For those who don’t have knowledge of pathways to recovery, one of the most powerful actions that a person in recovery can take to maintain recovery is to give back, be it within the recovery community or within the wider public.
Wendy also spoke about the importance of our stories for building community. She paid tribute to the work of Fallen Angels Dance Theatre and how we tell our stories in movement. She explained that as a frequent audience member when the Angels perform, she was always deeply moved by these stories.
We then heard from Peter Yarwood – Founder of Red Rose Recovery. Peter plays a key role as one of the founders and senior leaders in Red Rose Recovery, a Lancashire-based multi-award-winning peer-led service and charity.
Pete offered some powerful lived experiences of the adversity that he had lived through during his addiction and recovery journey, which were exacerbated by the criminal justice system that led him to recovery and helping others to break the cycle through his work with people in Lancashire. Pete talked about the challenges that came through recovery and treatment one example being unregulated supported accommodation and underfunding in localised treatment solutions.

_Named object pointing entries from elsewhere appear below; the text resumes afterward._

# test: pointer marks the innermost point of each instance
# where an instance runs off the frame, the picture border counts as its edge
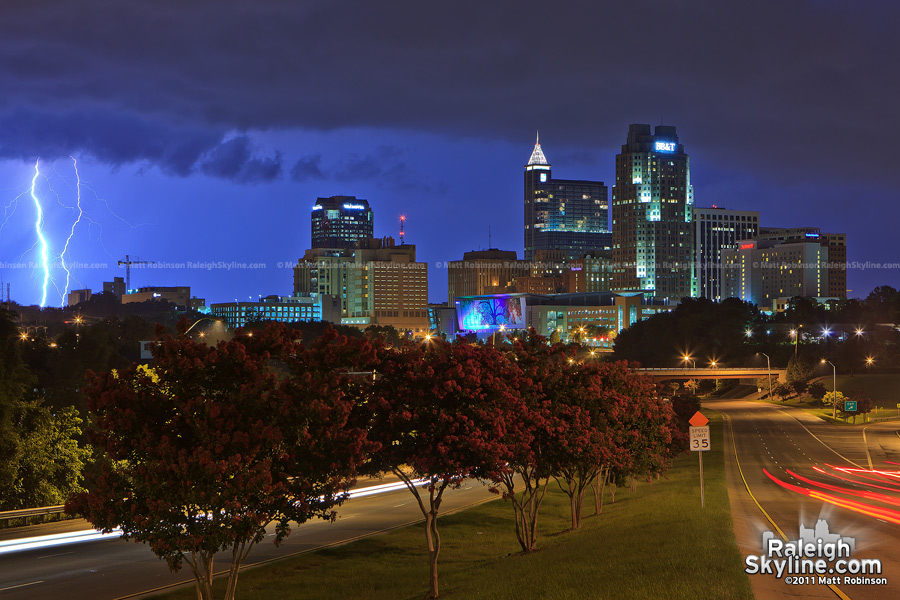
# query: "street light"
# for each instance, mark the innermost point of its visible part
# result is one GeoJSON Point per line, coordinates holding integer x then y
{"type": "Point", "coordinates": [769, 369]}
{"type": "Point", "coordinates": [833, 389]}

He referred to research he had read about into rats where scientists discovered that changes in gut bacteria led to changes in their DNA pathway, ultimately leading to the rats putting themselves in danger. He explained that it made him think that the body and mind connection is so powerful that perhaps by changing gut and physical health then this could influence or change our minds to have a positive effect for people in recovery, he referenced the movement activity conducted through Fallen Angels in creating positive change for people.
It was fantastic to have Laura Ferris, a Supporting Angel volunteer from Fallen Angels Dance Theatre on the panel, who brought and shared her experiences through the discussions. She referenced in her recovery channelling positive addictions to love, compassion, acceptance, understanding and freedom. Agreeing with Pete’s acknowledgement that recovery works if we stick together as a community and change stigmatism.

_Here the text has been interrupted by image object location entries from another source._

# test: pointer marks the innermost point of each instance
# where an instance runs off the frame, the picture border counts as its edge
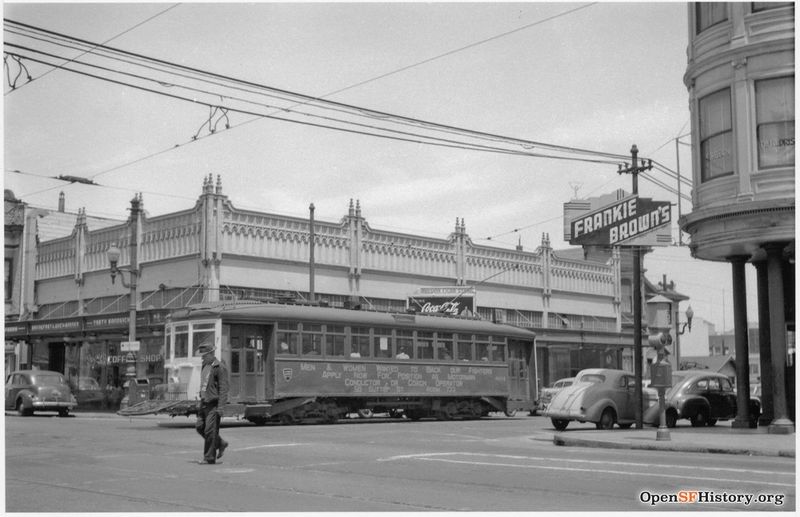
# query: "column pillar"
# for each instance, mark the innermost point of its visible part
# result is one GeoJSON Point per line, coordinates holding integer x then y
{"type": "Point", "coordinates": [777, 325]}
{"type": "Point", "coordinates": [764, 347]}
{"type": "Point", "coordinates": [740, 337]}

During the panel discussion, the audience entered their thoughts through Mentimeter. See images at the bottom of the blog.
We closed the session reflecting on the Recovery Principles that were developed through UKRF with the Recovery Community as a response to the 2010 UK Drug policy:
1. Recovery lies within individuals, families and communities and is self-directed and empowering.
2. Recovery lies within our ‘connectedness’ to others, is holistic and has many cultural dimensions.
3. Recovery is supported by peers, families and allies within communities.
4. Recovery involves the personal, cultural and structural recognition of the need for participative change, transformation and the building of recovery capital.
5. Recovery involves a continual process of change and self-redefinition for individuals, families, organisations and communities.
6. Recovery challenges all discrimination and transcends shame and stigma.
7. Recovery emerges from hope, gratitude, love and gifts to others.
8. There are many pathways to Recovery and no individual, community or organisation has the right to claim ownership of the ‘right pathway.’
9. Recovery exists on a continuum of improved health and well-being.
10. Recovery transcends, whilst embracing, a wide variety of approaches and does not seek to be prescriptive.
11. Honesty, self-awareness and openness lie at the heart of Recovery.